Job said in Job 31, I made a covenant with my eyes.

Why then should I think upon a maid? You know what his covenant was? Not to look. And you better make a covenant with your eyes. Job recognized that the thought is father to the deed, and that if he allowed his eyes the privilege, they would pander his adulterous heart. Welcome to Grace to You with John MacArthur.

I'm your host, Phil Johnson. In March of 2009, a woman from Washington State stole $73,000 from her church. How did she explain her actions? Well, as she told the police, Satan had a big part in the theft. Well, while Satan is a tempter, he wants people to do wrong, can we really blame him for our evil deeds? Consider that today on Grace to You as John MacArthur looks at who is ultimately responsible for our sin, and how we can be delivered from a depraved heart. John's current study is titled, The Sinfulness of Sin. And if you have your Bibles, turn to the book of Matthew, and here's John MacArthur. Matthew chapter 5, verses 27 through 30.

Let me read them as you follow. Ye have heard that it was said, Thou shalt not commit adultery. But I say unto you, That whosoever looketh on a woman to lust after her hath committed adultery with her already in his heart. And if thy right eye offend thee, pluck it out, and cast it from thee, for it is profitable for thee that one of thy members should perish, and not that thy whole body should be cast into hell. And if thy right hand offend thee, cut it off, and cast it from thee, for it is profitable for thee that one of thy members should perish, and not that thy whole body should be cast into hell. our Lord is talking here about sin. Let's see how He gets at it with the illustration of adultery in verse 27. Three points. The deed, the desire, and the deliverance. It's very simple, very clear.

First of all, the deed. You have heard that it was said, Thou shalt not commit adultery. The phrase by them of old isn't in all the older manuscripts.

It's certainly fitting that it's there in a sense because it's used elsewhere in the same section, but better manuscripts leave it out, so we'll omit it.
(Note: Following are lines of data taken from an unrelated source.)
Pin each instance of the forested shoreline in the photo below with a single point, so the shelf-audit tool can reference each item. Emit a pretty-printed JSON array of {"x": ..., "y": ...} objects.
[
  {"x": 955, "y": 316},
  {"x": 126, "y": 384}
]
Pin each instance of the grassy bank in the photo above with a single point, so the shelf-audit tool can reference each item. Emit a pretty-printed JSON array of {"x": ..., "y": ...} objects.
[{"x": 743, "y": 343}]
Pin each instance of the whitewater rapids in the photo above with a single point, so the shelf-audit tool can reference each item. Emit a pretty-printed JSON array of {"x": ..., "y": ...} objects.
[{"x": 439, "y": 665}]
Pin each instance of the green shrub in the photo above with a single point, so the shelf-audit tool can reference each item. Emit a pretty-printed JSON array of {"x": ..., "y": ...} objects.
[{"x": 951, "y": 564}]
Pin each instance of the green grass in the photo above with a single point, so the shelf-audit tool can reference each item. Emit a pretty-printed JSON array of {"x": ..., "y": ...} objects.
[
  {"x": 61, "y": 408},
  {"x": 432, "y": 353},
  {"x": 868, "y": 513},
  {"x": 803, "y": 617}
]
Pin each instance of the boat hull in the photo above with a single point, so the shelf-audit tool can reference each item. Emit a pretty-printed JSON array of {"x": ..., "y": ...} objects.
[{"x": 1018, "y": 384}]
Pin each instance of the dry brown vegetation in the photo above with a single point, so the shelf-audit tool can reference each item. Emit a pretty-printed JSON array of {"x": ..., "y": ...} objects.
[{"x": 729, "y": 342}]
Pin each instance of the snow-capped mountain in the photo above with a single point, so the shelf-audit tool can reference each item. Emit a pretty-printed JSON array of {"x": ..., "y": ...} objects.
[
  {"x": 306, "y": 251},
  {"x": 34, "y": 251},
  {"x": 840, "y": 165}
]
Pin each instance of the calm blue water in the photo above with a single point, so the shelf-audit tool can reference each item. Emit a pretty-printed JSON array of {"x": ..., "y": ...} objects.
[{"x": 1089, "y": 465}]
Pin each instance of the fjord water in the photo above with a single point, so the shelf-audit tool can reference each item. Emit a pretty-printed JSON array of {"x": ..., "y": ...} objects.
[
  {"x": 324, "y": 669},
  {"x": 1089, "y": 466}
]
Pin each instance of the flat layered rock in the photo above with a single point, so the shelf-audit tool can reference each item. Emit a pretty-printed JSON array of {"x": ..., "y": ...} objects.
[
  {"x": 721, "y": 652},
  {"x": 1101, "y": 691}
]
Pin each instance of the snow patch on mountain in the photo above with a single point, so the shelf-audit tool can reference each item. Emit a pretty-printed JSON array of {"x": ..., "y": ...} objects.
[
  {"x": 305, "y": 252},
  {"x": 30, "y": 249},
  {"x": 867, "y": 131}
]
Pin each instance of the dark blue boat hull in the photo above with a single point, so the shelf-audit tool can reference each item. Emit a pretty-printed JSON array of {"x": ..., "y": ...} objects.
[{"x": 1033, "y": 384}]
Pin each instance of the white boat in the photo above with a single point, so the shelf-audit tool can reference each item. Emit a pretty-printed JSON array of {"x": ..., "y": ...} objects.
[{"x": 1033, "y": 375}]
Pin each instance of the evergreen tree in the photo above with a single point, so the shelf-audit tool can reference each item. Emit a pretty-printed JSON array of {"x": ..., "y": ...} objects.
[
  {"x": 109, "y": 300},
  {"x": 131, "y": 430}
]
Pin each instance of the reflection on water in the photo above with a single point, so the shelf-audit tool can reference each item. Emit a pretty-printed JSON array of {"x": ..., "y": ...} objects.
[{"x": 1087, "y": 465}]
You have heard that it was said, Thou shalt not commit adultery. Now that's the deed. God's law said, Thou shalt not commit adultery. Exodus chapter 20 verse 14. Deuteronomy, where you have Deuteronomos, the second law, it's repeated in 518, Neither shalt thou commit adultery.

It's very clear. The Bible leaves absolutely no question about this particular sin. The deed is condemned. It is an evil deed. It is a heinous crime to commit adultery.

It is a vile, evil, wretched manifestation of a vile heart. And the Bible is very clear about it. In Leviticus 18 and Leviticus 20, the penalty could be death.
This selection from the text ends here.